ZACATECAS. Vecinos de diversas colonias del noroeste de la capital denunciaron de nueva cuenta que las vibraciones y sismos que desde hace seis años afectan a sus viviendas son consecuencia directa de las explosiones realizadas por una empresa minera que opera en las inmediaciones del periférico Díaz Ordaz.
Los afectados, encabezados por el ingeniero Víctor Manuel Navarro Hernández, egresado de la Escuela de Minas y Metalurgia, ex profesor de la Universidad Autónoma de Zacatecas y consultor minero con cuatro décadas de experiencia, ofrecieron este viernes una conferencia de prensa para reiterar la denuncia pública.
Integrantes del comité de afectados de colonias como Pedro Ruiz González, Las Margaritas, Francisco E. García, Lomas Bizantinas y Mexicapan señalaron que, pese a múltiples mesas de trabajo con el Gobierno del Estado, hasta el momento no existe una solución que garantice la seguridad de las familias ni la protección de su patrimonio.
Recordaron que el pasado 20 de marzo fueron presentados los resultados de estudios realizados por la Unidad Académica de Ciencias de la Tierra de la UAZ, la Comisión Federal de Electricidad (CFE) y el Servicio Sismológico Nacional (SSN).
Afirmaron que, aunque algunas instituciones señalaron no encontrar elementos suficientes para responsabilizar a la actividad minera, el Servicio Sismológico Nacional concluyó que la mayor parte de la actividad sísmica detectada corresponde a explosiones mineras, lo que consideran la evidencia técnica más sólida que respalda sus denuncias.
Víctor Navarro explicó que, con base en su experiencia profesional, las detonaciones de producción utilizadas actualmente generan vibraciones considerablemente mayores que las empleadas en trabajos de desarrollo de túneles, debido al mayor tamaño de las perforaciones y a la cantidad de explosivos utilizados.
Advirtió que el análisis de más de 3 mil eventos sísmicos realizado por especialistas del SSN determinó que el 99 por ciento de ellos se originó dentro del perímetro de las concesiones mineras.
Sin embargo, criticó que las conclusiones oficiales se basaran en una norma estadounidense diseñada para minas de carbón a cielo abierto, situación que, dijo, no corresponde a las características de la minería subterránea desarrollada en Zacatecas.
Navarro Hernández también sostuvo que la empresa realiza detonaciones a distintas horas del día e incluso durante la madrugada, además de efectuar explosiones simultáneas que incrementan la intensidad de las vibraciones, situación que, aseguró, acelera el deterioro de las viviendas.

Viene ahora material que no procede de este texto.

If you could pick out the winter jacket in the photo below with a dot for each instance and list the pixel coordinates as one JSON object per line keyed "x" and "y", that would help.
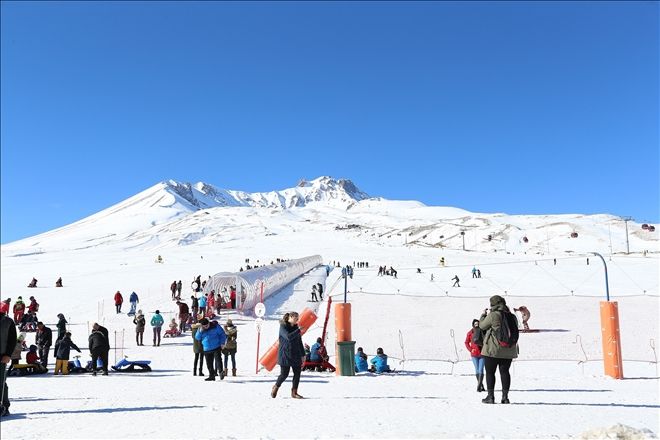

Los habitantes manifestaron que, además de las grietas y afectaciones estructurales en sus casas, enfrentan problemas emocionales por la incertidumbre que generan las constantes sacudidas, así como un posible riesgo para el Centro Histórico de Zacatecas, declarado Patrimonio Cultural de la Humanidad.
Cuestionaron que, a pesar de las reuniones sostenidas con autoridades estatales y federales durante los últimos años, no exista una regulación específica sobre las detonaciones mineras ni una supervisión permanente de las labores subterráneas.
Víctor Navarro aseguró que su postura no busca detener la actividad minera, sino que esta opere bajo métodos de explotación menos agresivos. Incluso presentó propuestas técnicas para sustituir el sistema actual por procedimientos que reduzcan significativamente las vibraciones, aunque ello implique nuevas inversiones por parte de la empresa.
Los vecinos adelantaron que continuarán con acciones de protesta y difusión hasta lograr que las autoridades intervengan y se establezcan mecanismos efectivos de supervisión para evitar mayores daños a las viviendas y al patrimonio de la ciudad.